Por supuesto, el conjunto de colores más famoso es el que forma el arco iris, que es un efecto visual causado por los rayos del sol al atravesar las gotas de agua, y cuya consecuencia inmediata es la descomposición del blanco en siete colores: rojo, naranja, amarillo, verde, azul, añil y violeta. A pesar de la variedad de tonalidades de color que podemos distinguir, hay otras que se nos escapan, puesto que nuestro ojo no alcanza a distinguir cuando el objeto rechaza algunos tipos de ondas de luz, que para nosotros serían invisibles; es lo que se conoce como colores ultravioletas y infrarrojos. Resulta que si colocamos toda la gama de colores en hilera, poniendo los ultravioletas en una esquina y los infrarrojos en la opuesta, el color que estaría en medio sería el verde, a un lado de éste estaría el azul y al otro lado estaría el amarillo; es decir, que tal vez el color verde será el más adecuado a nuestra visión.

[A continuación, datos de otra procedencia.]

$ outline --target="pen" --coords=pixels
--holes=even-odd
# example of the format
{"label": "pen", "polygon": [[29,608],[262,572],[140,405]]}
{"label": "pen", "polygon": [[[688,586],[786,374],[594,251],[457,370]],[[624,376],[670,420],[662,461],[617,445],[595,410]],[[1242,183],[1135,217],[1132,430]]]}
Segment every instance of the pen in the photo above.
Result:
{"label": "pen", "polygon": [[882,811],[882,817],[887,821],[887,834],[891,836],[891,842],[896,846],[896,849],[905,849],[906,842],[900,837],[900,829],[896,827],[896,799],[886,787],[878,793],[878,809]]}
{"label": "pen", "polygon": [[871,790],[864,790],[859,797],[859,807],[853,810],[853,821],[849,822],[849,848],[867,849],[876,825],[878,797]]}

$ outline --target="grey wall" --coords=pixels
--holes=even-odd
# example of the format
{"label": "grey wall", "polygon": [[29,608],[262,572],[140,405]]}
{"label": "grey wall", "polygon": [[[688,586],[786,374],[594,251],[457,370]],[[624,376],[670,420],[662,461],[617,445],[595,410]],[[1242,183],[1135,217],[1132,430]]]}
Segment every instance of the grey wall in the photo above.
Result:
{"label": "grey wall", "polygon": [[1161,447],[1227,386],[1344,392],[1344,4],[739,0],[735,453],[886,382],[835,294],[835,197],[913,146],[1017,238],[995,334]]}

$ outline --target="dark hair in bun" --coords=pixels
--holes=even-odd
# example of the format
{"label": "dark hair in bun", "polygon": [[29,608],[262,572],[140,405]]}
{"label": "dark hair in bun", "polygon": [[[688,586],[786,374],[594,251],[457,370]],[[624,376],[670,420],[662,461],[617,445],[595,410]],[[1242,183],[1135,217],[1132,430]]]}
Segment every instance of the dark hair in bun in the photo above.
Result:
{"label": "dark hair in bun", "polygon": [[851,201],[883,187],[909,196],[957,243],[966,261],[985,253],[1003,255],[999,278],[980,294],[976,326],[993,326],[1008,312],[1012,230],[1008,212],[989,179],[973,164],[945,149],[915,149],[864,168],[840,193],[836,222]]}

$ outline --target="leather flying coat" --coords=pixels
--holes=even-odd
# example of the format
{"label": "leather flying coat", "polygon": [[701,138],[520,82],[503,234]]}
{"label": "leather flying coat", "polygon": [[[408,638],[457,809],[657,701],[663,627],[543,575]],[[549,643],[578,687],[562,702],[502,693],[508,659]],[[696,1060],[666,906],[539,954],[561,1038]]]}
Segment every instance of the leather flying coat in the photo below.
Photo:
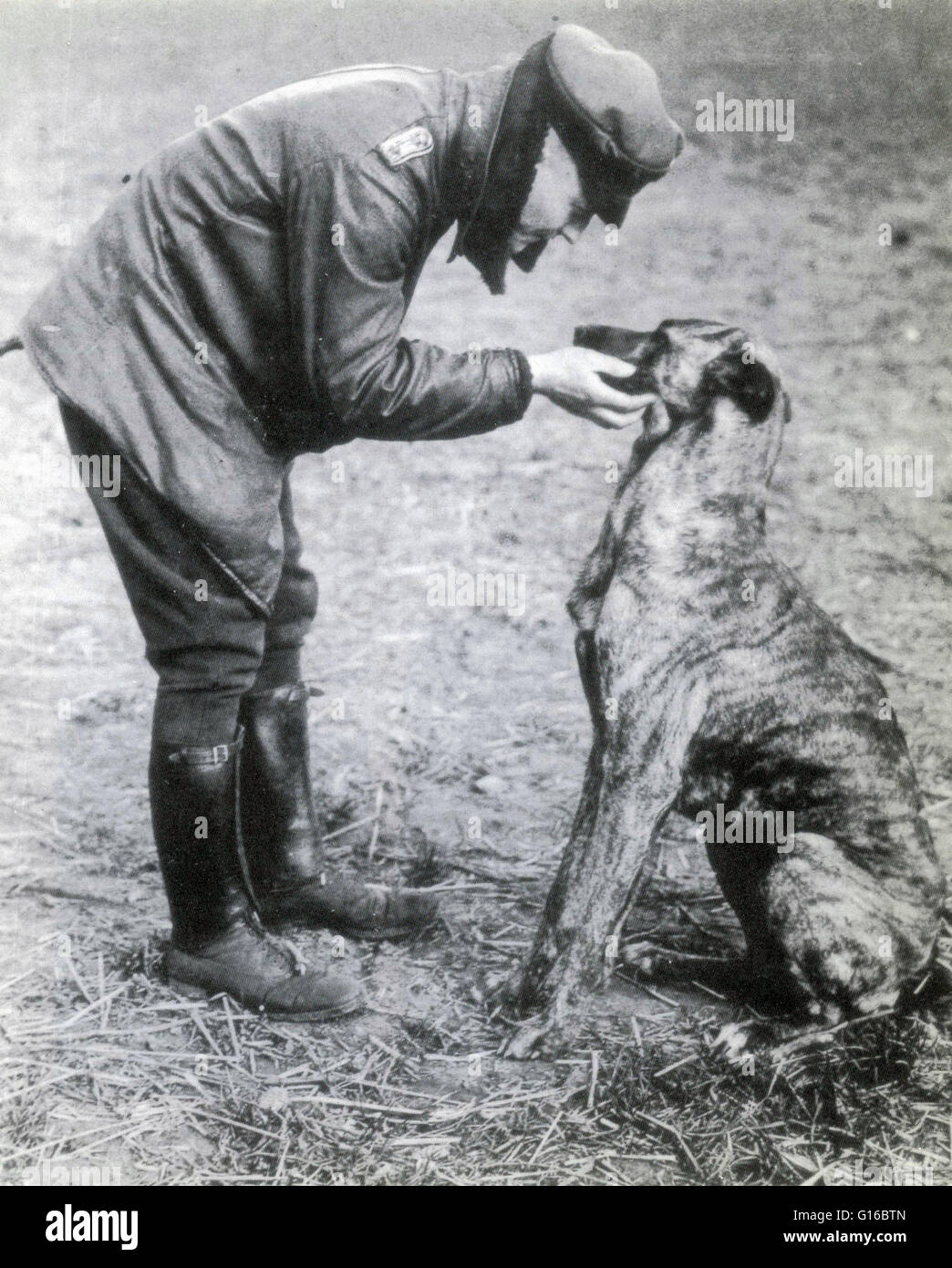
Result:
{"label": "leather flying coat", "polygon": [[401,336],[427,255],[486,180],[513,67],[354,67],[269,93],[152,157],[22,335],[255,607],[295,454],[520,418],[512,349]]}

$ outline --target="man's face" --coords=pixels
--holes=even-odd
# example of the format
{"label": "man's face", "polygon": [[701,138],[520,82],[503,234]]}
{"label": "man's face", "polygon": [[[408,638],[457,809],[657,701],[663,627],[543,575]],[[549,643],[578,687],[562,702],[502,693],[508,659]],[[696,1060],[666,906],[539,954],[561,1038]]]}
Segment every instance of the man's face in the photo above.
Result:
{"label": "man's face", "polygon": [[550,128],[526,205],[510,235],[510,255],[559,236],[576,242],[591,218],[576,164]]}

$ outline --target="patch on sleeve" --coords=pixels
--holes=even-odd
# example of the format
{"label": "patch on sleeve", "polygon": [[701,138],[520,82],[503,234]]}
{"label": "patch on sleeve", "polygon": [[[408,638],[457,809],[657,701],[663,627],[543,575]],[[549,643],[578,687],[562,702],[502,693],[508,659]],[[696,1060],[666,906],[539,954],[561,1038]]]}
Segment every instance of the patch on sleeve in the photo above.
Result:
{"label": "patch on sleeve", "polygon": [[415,123],[409,128],[403,128],[402,132],[394,132],[376,148],[390,167],[399,167],[401,164],[408,162],[411,158],[428,155],[434,148],[434,138],[426,128]]}

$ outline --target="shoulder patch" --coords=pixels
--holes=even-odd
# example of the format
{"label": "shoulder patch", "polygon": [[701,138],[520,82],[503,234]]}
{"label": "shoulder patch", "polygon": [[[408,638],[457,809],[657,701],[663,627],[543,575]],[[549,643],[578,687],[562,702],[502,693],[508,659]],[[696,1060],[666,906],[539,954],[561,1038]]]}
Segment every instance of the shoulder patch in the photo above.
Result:
{"label": "shoulder patch", "polygon": [[411,158],[428,155],[434,148],[434,138],[427,128],[415,123],[409,128],[403,128],[402,132],[394,132],[376,148],[390,167],[399,167],[401,164],[408,162]]}

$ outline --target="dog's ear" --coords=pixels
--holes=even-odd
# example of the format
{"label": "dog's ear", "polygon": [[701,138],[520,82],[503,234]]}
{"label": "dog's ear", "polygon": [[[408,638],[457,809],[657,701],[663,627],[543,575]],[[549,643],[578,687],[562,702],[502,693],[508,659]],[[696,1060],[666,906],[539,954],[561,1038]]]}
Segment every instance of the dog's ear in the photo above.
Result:
{"label": "dog's ear", "polygon": [[591,347],[595,353],[626,360],[644,342],[644,335],[622,326],[576,326],[572,342],[576,347]]}
{"label": "dog's ear", "polygon": [[721,353],[707,363],[701,391],[709,399],[730,397],[750,422],[763,422],[777,397],[777,384],[767,366],[761,361],[745,361],[740,350]]}

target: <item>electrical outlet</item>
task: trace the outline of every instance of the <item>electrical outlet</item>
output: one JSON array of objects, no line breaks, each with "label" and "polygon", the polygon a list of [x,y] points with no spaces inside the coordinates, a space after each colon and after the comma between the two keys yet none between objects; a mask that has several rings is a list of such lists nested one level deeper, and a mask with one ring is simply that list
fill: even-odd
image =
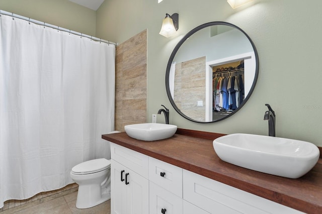
[{"label": "electrical outlet", "polygon": [[152,115],[152,123],[156,123],[156,115]]}]

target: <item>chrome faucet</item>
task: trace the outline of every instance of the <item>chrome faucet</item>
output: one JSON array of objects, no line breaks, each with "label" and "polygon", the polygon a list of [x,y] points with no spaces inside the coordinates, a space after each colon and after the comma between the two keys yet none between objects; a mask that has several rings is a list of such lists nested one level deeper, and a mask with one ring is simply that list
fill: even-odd
[{"label": "chrome faucet", "polygon": [[264,120],[268,121],[268,135],[275,137],[275,113],[269,104],[265,104],[268,108],[268,111],[265,112]]},{"label": "chrome faucet", "polygon": [[160,115],[161,113],[163,112],[163,113],[165,115],[165,117],[166,118],[166,124],[169,124],[169,110],[167,109],[166,106],[164,106],[164,105],[161,105],[164,106],[166,109],[165,110],[163,109],[159,109],[159,111],[157,112],[157,114]]}]

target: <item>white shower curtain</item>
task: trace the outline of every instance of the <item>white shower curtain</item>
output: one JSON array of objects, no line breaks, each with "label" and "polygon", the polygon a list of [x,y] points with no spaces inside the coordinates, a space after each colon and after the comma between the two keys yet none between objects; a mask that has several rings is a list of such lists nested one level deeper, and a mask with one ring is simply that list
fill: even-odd
[{"label": "white shower curtain", "polygon": [[110,158],[115,47],[0,17],[0,207],[72,182],[75,165]]}]

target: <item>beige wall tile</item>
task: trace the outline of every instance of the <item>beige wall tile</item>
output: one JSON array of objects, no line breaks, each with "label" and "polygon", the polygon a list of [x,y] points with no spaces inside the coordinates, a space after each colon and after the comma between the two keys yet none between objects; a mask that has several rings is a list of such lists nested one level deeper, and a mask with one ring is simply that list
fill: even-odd
[{"label": "beige wall tile", "polygon": [[147,33],[143,31],[116,48],[115,130],[146,122]]}]

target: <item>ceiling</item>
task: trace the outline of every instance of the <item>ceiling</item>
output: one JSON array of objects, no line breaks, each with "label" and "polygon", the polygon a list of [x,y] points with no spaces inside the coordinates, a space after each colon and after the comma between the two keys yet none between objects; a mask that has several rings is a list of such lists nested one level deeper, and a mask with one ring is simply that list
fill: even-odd
[{"label": "ceiling", "polygon": [[69,0],[94,11],[99,9],[104,0]]}]

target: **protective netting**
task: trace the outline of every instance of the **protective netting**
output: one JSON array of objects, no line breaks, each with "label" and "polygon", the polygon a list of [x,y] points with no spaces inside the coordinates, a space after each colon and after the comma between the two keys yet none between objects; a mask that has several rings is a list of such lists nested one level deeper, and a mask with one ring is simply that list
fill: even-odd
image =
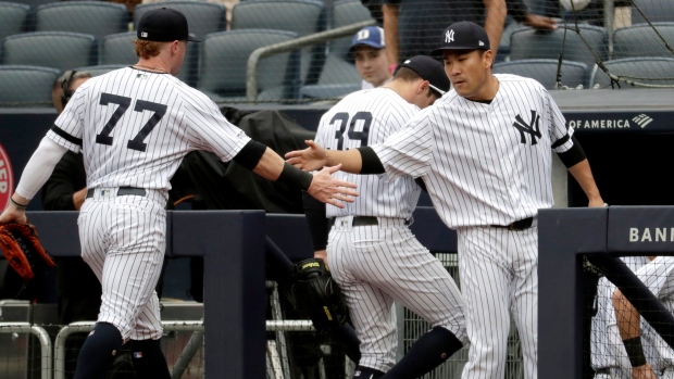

Unas veces por tradición y otras por motivos más o menos científicos, los colores fueron asociándose a ciertas sensaciones psicológicas, generalizando las cuales podríamos decir lo siguiente: los colores azules transmiten simpatía, armonía y fidelidad; los colores transmiten pasión, amor y odio; los colores amarillos vacilan en sentimientos contradictorios, pero también indica optimismo y celos; los colores verdes se relacionan con la fertilidad y la esperanza; los colores negros suelen asociarse a la muerte, a la violencia y al universo mismo; los colores blancos se inclinan hacia la inocencia, el bien, lo limpio, incluso la nada; los colores naranjas aluden a la diversión, pero también a la alerta; los colores violetas (los más escasos en la naturaleza) indican la ambivalencia; los colores rosas nos previenen de lo dulce y delicado, pero también de lo escandaloso y de los curioso; los colores marrones resultan acogedores, pero también se refieren a lo antipático y lo feo y a la pereza y a la necedad; los colores grises indican aburrimiento, crueldad y antigüedad.